# Trade Winds Cruise Club - St. Vincent & British Virgin Islands



## irisheaven (May 10, 2006)

I was just wondering what season(s) were the best to take this trip to either St. Vincent's or the British Virgin Islands.

We want to put a search in, but I want to get a great season for weather. Not too hot (90's), not too cold (60's), and not stormy. As you can probably tell, I'm not familiar with these areas at all.

I've read all the reviews, and I want to go now! :whoopie: :whoopie: :whoopie:   I just can't wait.

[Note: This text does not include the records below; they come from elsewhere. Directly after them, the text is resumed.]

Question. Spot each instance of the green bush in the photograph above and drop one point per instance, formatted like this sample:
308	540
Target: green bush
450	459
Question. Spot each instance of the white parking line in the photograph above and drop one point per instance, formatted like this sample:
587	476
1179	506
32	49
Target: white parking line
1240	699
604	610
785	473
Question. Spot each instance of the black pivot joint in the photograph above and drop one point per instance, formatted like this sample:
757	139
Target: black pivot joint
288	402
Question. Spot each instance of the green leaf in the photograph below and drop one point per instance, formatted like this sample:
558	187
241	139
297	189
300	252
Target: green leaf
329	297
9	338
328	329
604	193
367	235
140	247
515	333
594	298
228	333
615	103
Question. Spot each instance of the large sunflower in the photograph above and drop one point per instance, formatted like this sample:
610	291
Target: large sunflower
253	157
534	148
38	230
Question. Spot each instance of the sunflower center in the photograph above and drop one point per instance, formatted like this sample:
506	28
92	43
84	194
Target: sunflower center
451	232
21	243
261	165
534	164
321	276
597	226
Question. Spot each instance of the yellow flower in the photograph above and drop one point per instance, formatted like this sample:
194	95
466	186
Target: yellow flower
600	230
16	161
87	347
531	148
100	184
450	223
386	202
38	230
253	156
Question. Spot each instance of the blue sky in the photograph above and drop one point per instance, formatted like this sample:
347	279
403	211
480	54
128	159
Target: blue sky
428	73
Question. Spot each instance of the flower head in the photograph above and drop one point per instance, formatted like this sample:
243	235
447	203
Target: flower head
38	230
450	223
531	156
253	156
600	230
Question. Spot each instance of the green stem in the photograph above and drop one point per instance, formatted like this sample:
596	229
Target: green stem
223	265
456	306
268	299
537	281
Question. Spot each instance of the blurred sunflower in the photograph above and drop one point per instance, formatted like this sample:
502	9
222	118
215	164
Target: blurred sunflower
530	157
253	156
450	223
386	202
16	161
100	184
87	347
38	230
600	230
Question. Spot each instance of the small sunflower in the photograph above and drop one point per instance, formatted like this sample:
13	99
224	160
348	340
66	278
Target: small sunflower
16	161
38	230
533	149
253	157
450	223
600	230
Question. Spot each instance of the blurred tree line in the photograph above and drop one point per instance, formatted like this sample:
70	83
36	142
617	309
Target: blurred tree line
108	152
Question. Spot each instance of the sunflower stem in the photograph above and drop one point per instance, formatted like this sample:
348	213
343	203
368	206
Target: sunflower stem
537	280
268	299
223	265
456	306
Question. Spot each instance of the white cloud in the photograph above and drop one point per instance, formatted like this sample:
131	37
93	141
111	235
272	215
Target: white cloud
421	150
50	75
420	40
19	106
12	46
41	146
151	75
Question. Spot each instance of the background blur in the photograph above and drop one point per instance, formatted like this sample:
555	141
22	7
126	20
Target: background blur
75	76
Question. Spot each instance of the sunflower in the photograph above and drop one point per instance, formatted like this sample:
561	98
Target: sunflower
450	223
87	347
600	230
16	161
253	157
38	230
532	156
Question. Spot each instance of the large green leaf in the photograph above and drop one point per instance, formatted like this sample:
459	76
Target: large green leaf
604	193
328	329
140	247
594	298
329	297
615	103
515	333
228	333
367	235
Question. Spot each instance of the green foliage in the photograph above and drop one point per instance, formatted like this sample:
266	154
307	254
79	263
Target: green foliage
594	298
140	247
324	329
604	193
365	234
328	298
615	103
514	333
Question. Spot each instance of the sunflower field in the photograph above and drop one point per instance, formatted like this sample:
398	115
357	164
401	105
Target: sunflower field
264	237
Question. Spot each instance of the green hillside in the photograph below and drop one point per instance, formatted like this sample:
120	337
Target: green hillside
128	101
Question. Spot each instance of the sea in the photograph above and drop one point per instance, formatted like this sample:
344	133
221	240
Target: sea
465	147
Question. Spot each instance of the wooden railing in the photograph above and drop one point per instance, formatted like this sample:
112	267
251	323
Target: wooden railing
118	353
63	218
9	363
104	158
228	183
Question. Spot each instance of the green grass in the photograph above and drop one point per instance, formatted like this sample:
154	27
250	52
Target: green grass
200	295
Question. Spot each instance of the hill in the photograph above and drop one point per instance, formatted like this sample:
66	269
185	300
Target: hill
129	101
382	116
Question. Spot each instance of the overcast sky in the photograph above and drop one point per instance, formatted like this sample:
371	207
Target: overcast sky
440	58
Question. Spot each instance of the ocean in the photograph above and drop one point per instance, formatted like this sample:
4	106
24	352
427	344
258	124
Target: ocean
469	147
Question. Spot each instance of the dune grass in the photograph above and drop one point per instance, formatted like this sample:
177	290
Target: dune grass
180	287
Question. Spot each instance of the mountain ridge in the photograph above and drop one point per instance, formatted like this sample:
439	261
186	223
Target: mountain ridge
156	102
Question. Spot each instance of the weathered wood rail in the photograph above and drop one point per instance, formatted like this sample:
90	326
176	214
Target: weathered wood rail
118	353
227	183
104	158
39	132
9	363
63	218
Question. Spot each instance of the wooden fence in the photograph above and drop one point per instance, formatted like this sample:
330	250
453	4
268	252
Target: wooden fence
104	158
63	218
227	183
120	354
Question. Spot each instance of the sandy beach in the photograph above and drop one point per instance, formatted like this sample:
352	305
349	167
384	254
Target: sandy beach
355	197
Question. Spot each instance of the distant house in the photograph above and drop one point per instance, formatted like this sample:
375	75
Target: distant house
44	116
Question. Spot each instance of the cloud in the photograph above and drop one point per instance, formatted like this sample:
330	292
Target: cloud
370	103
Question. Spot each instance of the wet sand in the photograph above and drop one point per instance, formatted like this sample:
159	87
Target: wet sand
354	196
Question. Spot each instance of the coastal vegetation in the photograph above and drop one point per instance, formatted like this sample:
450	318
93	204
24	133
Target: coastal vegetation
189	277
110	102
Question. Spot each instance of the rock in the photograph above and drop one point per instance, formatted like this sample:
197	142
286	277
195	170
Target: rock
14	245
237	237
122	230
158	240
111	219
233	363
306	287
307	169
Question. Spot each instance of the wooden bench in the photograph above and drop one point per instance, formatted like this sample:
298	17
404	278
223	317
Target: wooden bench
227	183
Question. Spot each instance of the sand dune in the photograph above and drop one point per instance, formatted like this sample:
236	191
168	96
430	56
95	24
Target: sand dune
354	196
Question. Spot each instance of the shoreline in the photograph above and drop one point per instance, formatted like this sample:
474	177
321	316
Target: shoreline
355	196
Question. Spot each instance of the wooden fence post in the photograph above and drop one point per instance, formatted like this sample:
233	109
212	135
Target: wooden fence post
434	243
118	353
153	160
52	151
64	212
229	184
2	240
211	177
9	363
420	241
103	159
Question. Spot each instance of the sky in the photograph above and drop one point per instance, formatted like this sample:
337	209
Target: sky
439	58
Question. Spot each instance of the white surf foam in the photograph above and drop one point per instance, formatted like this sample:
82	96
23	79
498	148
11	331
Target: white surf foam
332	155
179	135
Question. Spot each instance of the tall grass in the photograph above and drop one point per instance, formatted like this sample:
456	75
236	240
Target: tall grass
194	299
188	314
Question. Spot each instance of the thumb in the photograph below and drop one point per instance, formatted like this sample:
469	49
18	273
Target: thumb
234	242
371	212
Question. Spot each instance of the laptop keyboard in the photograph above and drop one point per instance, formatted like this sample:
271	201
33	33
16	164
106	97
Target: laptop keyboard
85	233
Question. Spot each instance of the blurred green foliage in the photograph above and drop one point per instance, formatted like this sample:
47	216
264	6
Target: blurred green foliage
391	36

I hope we'll be able to trade into it.

Thanks for everyone's help.
Sarah


----------



## ailin (May 11, 2006)

Officially, hurricane season in the Caribbean is from June 1 to November 30.  Maybe someone else will have more specific information about temperature.  Or you can check averages on www.weather.com.

This is a hard trade.  I think most deposits are developer weeks, owners probably don't deposit often since it's pretty expensive to own.  There was a bulk spacebank back in late February, for July-October of this year.  To trade in, I think you'll need to be really flexible, and you might want to buy travel insurance in case there's a hurricane.


----------



## gmarine (May 11, 2006)

Any time of year except peak hurricane season would be a good time to go.. You wont see the 60s anytime of year in that part of the caribbean.

It is a very difficult trade and you will need a very strong trading unit to have a chance at getting this exchange.


----------



## jtridle (May 11, 2006)

I've never noticed Trade Winds being that difficult to get with my Fairfield weeks.  As a matter of fact, right now I am pulling all sorts of hurricane weeks from June through Sept. with a FF Pagossa week but I don't think you should let that bother you, if you can find something in hurricane season that is not Sept./Oct., I believe those are the worst months for hurricanes. Hurricanes earlier in the season are typically much rarer.  Course lately maybe "typical" has gone out the door.  And if you can get one in Antigua area, which I believe is pretty far south, I'm not sure you would have as much trouble with hurricanes either.  I've gone sailing with the Moorings in June and november and had wonderful weather.     I am right now seeing availability for Antigua Trade Winds Cruise Club in RCI's extra vacations for July 1st for $696.99.  You realize there is also an extra fee per person that covers all inclusive?   I've never done Tradewinds but I certainly want to because all I've ever heard are great reviews.  You might have a terrible time if you got on a boat with people you didn't like.  That could be a bummer but from most people I've heard that have gone, that has not been a problem.  They tend to be people with an adventuresome spirit and very interesting stories to tell.


----------



## gmarine (May 11, 2006)

jtridle said:
			
		

> I've never noticed Trade Winds being that difficult to get with my Fairfield weeks.  As a matter of fact, right now I am pulling all sorts of hurricane weeks from June through Sept. with a FF Pagossa week but I don't think you should let that bother you, if you can find something in hurricane season that is not Sept./Oct., I believe those are the worst months for hurricanes. Hurricanes earlier in the season are typically much rarer.  Course lately maybe "typical" has gone out the door.  And if you can get one in Antigua area, which I believe is pretty far south, I'm not sure you would have as much trouble with hurricanes either.  I've gone sailing with the Moorings in June and november and had wonderful weather.     I am right now seeing availability for Antigua Trade Winds Cruise Club in RCI's extra vacations for July 1st for $696.99.  You realize there is also an extra fee per person that covers all inclusive?   I've never done Tradewinds but I certainly want to because all I've ever heard are great reviews.  You might have a terrible time if you got on a boat with people you didn't like.  That could be a bummer but from most people I've heard that have gone, that has not been a problem.  They tend to be people with an adventuresome spirit and very interesting stories to tell.



Antigua is smack right in the middle of the hurricane belt. It wont be difficult to get during hurricane season.


----------



## riverside (May 12, 2006)

If you don't have to plan way ahead I've seen several weeks come up on last call for $129.


----------



## TTom (May 12, 2006)

Hmmm...

BVI 7/22, 8/19, 8/26, 9/02, 9/09, 9/16, 9/23, 9/30, 10/07; Grenadines 7/22/06, 8/12, 8/19; SXM 6/3, 6/10, 7/8, 7/22, 7/29.for my DIK week.   Wish I could convince my wife.


----------



## Strong1 (May 13, 2006)

Hi,

I have sent you a private message with regards to obtaining a cabin through owner referral...

We are owners in Tradewinds.  It is a fantastic vacation, and I hope you get your trade.

We did St. Vincent in late June (the 25th of June last year I think) and the weather was pretty good.  We did have one day of heavy rain, but the rest of the week was great.  Getting to St. Vincent is complicated, but it is a fantastic itinerary.  We are doing the BVI (Tortola) this June so I will have more information about that itinerary when we return.

Colleen


----------